In the wake of the recent Ripple Chairman hack, a detailed investigation by The Crypto Basic exposes a more extensive XRP theft than previously disclosed. The analysis, conducted by the renowned web3 security auditing protocol, Hacken, uncovers a series of twists and turns that challenge the initial narrative. From unconventional fund movement durations to intriguing interactions with addresses, this article navigates through the complexities, unveiling the true scale of the Ripple Chairman’s XRP theft.
The Ripple Chairman hack initially made headlines on January 31, following a disclosure by ZachXBT. Early reports estimated the loss at around 213 million XRP, with hackers utilizing centralized exchanges for fund laundering. However, Hacken’s subsequent analysis revealed a deeper layer of complexity and a larger-scale operation at play.
Hacken’s investigation sheds light on the hackers’ unconventional approach to moving the stolen XRP. Contrary to typical practices where stolen funds are swiftly moved, the perpetrators took over 11 hours to complete the transactions. This departure from the norm raised eyebrows, prompting a closer examination of the breach’s intricacies.
One particular address, rU1bPM4, emerged as a focal point in the investigation. Hacken pointed out that this address had multiple interactions with Chris Larsen’s wallet even before the hack. The interactions hinted at a familiarity between Larsen and the address, raising questions about potential involvement or knowledge.
Hacken’s spotlight on a Kraken address used by the hackers stirred controversy. The initial implication was that this address belonged to the hackers, given its interaction with Larsen’s known address. However, Ripple CTO David Schwartz intervened, clarifying that the highlighted address is Kraken’s general deposit address. The ensuing correction by Hacken highlighted the complexities of navigating the XRP Ledger and the intricacies of deposit mechanisms.
In a parallel investigation, The Crypto Basic conducted its analysis, corroborating Hacken’s findings and adding new dimensions to the narrative. The address rU1bPM4, initially thought to be linked to Larsen, was revealed to be owned by Larsen himself. The investigation unveiled that Larsen’s wallet suffered an attack on January 30, leading to outflows of over 28 million XRP to multiple addresses controlled by the hackers.
As the layers of the Ripple Chairman hack unfold, it becomes evident that the stolen XRP exceeds the initial reports. While early estimates pointed to 213 million XRP, prominent on-chain investigator Tayvona confirmed a more substantial figure – 282 million XRP. The unsettling reality of a more extensive breach raises concerns about the security landscape and prompts a reevaluation of preventative measures within the cryptocurrency ecosystem.

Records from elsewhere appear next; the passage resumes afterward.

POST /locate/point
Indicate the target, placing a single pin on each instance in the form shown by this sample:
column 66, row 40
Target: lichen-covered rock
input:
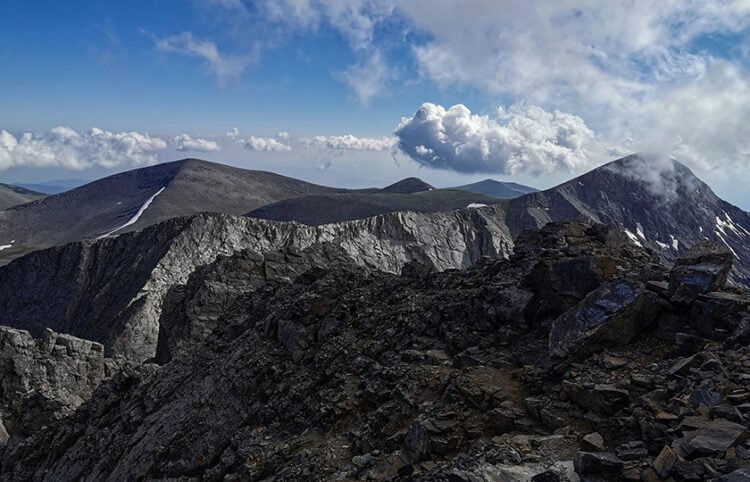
column 704, row 268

The Ripple Chairman’s XRP theft unveils a tapestry of intricacies, from unconventional fund movement to cryptic address interactions. As the investigation by Hacken and The Crypto Basic peels back the layers, it becomes clear that the initial reports only scratched the surface. The true scale of the breach, now confirmed at 282 million XRP, underscores the evolving challenges within the crypto space. This incident serves as a stark reminder of the need for continuous vigilance and proactive security measures to safeguard digital assets in an increasingly sophisticated landscape.